Ed Kilgore of New has an additional comment: "I can barely begin to imagine how much you'd have to borrow--or cut from guaranteed benefits--to pay for this woofer, but we are probably talking about many trillions. I'm sure Josh or Max or somebody will soon enlighten us.

"Now, as Hallow explains, the House GOPers don't actually think their proposal will become law; it's all about shifting blame for failure to serve up this massive free lunch to the Senate and of course, those free-spending Democrats. But somehow, I don't think overt cynicism is much of an excuse for complete irresponsibility."

The only rational way I can see this happening is if the Republican leadership has written off the Social Security phase out bill for this year, and they want to pass something that sets up an agenda they can work off of in future years.

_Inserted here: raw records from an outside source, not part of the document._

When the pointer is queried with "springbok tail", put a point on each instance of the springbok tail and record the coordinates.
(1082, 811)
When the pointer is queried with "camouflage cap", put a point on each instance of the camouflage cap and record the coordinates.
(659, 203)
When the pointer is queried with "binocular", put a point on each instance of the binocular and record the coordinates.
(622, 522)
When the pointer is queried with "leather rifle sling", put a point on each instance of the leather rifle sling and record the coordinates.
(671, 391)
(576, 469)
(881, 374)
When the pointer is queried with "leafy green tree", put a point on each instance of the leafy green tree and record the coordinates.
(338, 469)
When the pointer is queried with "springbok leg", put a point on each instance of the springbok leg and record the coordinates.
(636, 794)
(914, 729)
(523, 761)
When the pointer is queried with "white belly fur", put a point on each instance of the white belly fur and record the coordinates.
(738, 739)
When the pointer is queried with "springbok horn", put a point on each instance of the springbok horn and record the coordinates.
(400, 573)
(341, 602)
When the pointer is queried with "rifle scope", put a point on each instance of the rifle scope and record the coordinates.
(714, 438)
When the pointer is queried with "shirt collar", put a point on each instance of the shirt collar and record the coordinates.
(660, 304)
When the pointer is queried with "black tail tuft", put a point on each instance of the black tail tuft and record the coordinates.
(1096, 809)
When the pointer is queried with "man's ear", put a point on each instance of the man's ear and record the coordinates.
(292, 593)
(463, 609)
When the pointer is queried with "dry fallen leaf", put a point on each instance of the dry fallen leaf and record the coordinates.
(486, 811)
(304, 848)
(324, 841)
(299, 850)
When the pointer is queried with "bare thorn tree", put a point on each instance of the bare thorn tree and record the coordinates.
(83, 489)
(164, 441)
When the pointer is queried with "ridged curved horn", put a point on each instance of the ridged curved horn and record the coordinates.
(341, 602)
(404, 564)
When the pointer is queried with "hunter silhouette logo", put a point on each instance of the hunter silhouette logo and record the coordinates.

Such a bill would give them a focus in the future as they continue to try to eliminate Social Security as a government guaranteed minimum retirement. They can also show that they have done something, and blame the Democrats adn the Senate for failed actions. They may also have new respect for the idea of rallying the base after seeing that Karl rove got Bush reelected by doing that.

The downside for them is the danger for Republican House Members who have to go home and run on a platform of "I voted to eliminate Social Security." But maybe they are remembering the old Goldwater slogan "A Choice, not an echo."

As for "rallying the base", George W. Bush was an unusual candidate. What worked for him may not work for other politicians. If the House tries this Social Security bill, a number of Republican House Members will lose in 2006.